In the book, King lathers the story with more suspense than I must lather sunscreen on myself to prevent third degree burns (if I am to spend any time greater than or equal to one hour outside.)

In the movie, director Stanley Kubrick translates that suspense to the silver screen and tweaks the story a bit to create a stunning cult classic.

Last Tuesday, Stephen King released a sequel to his classic masterpiece titled “Dr. Sleep.” If a movie director—not the late Kubrick, unfortunately— gets his or her hands on the story, should the movie remain true to the tale as told by King or should the director take liberties while maintaining continuity with Kubrick’s cinematic opus?

It is time to explore plot differences.

First of all,  there are hedge mazes. Who does not love a good hedge maze? I know I do. Kubrick does too, evidently, as he included a massive hedge maze outside The Overlook Hotel. By default, hedge mazes are vastly superior to hedge animals, especially autonomous, bloodthirsty ones, as King included in the book. Sorry Stephen, Stanley takes best hedge-related plot element.

Next, what about the family? While “RedRum” is alive and well in both the book and the movie, the writer and speaker, respectively, of the bone-chilling word are significantly different in each adaptation. In the book, Danny is a strange five-year-old who enjoys watching shows on public television, and is portrayed on the original book cover as a sort of pre-Charles Manson with luminescent eyes. Sounds like an ideal character for an American Sharks music video, but is he not supposed to be just your average, yet different, kid?

The movie, however, portrays Danny very differently. First of all, he is two years older. Big deal, right? Well, it is a big deal, because something very important happens between the age of five and the age of seven: an increase in attention span. This increase would allow Danny to be more cognizant of his father’s dirty deeds, which makes for a far more interesting story conceptually, if nothing else. Luckily, both adaptations keep the excellent Big Wheel.

Finally, the ax. While Jack never yells “How heavy this ax!” in the style of John D. Cronise of The Sword (who happen to be touring with American Sharks at the moment,) we can assume the thing is pretty righteous, and the raw power of an ax makes it conceptually much heavier than it actually is.
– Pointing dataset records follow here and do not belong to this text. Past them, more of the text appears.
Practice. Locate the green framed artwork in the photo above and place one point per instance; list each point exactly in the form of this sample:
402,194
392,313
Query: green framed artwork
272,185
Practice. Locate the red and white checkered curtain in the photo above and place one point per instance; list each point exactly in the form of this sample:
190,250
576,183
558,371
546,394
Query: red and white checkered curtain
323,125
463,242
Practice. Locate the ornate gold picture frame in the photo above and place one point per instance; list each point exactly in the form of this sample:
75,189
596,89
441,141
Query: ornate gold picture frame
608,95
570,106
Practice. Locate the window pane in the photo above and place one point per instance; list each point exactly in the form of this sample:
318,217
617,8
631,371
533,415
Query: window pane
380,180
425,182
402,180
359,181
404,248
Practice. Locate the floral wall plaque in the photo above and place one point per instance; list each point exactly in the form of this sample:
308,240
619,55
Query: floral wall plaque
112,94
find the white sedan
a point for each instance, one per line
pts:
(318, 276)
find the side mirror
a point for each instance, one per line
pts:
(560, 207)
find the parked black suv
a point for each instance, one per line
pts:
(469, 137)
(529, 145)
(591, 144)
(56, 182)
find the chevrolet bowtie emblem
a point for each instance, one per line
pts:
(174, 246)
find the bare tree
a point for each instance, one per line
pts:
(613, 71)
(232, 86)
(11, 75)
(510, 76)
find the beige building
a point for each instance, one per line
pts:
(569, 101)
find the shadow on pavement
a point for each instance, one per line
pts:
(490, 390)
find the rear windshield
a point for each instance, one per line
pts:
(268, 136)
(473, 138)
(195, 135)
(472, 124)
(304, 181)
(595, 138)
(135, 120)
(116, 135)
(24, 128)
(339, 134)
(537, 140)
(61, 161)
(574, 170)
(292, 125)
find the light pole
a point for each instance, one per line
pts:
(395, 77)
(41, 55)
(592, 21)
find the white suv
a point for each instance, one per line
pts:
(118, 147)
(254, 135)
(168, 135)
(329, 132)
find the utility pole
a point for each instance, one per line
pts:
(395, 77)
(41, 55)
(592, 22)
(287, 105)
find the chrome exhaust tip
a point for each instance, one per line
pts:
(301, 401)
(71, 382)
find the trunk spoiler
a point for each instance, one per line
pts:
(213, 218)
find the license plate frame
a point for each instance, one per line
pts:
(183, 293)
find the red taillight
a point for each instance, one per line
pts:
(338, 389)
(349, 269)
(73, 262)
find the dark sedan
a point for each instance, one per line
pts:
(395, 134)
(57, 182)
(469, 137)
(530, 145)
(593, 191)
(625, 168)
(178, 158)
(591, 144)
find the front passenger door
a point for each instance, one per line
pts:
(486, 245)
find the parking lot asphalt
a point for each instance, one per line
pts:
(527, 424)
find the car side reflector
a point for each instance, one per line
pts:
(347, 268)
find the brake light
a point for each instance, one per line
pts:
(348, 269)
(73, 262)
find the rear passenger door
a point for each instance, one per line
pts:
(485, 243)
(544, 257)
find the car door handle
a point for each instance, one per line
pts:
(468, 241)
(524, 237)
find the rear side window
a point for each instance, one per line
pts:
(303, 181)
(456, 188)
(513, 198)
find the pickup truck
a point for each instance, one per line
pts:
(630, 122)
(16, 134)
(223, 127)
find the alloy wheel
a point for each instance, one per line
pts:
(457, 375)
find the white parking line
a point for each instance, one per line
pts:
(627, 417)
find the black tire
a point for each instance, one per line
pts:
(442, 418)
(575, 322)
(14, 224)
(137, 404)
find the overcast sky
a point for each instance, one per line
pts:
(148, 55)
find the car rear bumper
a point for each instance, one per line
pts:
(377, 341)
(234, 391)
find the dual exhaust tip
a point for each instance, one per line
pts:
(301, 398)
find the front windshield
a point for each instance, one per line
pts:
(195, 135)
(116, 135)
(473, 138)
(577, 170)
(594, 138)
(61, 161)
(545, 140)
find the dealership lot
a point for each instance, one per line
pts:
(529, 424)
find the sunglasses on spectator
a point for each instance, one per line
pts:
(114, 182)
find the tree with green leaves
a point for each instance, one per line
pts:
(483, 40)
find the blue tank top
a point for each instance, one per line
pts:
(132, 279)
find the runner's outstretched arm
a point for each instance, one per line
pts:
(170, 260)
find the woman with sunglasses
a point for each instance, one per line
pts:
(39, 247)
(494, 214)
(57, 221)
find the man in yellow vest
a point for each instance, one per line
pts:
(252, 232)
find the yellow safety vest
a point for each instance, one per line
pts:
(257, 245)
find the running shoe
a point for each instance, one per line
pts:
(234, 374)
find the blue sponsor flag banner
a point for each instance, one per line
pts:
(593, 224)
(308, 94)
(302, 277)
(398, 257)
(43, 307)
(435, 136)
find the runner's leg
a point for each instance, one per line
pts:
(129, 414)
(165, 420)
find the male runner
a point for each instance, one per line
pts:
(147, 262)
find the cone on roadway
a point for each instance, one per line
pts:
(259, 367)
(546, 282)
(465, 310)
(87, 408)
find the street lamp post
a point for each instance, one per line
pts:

The conceptual heaviness of this ax, and the fact that it is not a sledgehammer, as in the book, allow Jack to wield an unwieldy amount of power and kill Dick Hallorann in a way that makes the movie much more exciting than the book— Jack never kills anyone in the book, at least in terms of Jack’s chosen farm-and-work-related implement. Then there is the whole “Here’s Johnny!” door-blasting scene; You probably remember that inconsequential cinematic moment.

The movie wins, but a word of caution to movie directors looking to continue Kubrick’s epic story with an adaptation of Dr. Sleep: be as good as Kubrick, or do not do it. Since very few can even come close to Kubrick’s genius, very few should attempt such a feat. I say put Quentin Tarantino on the case, and let him run wild, and throw Marsellus Wallace and “the gimp” in there, while he is at it.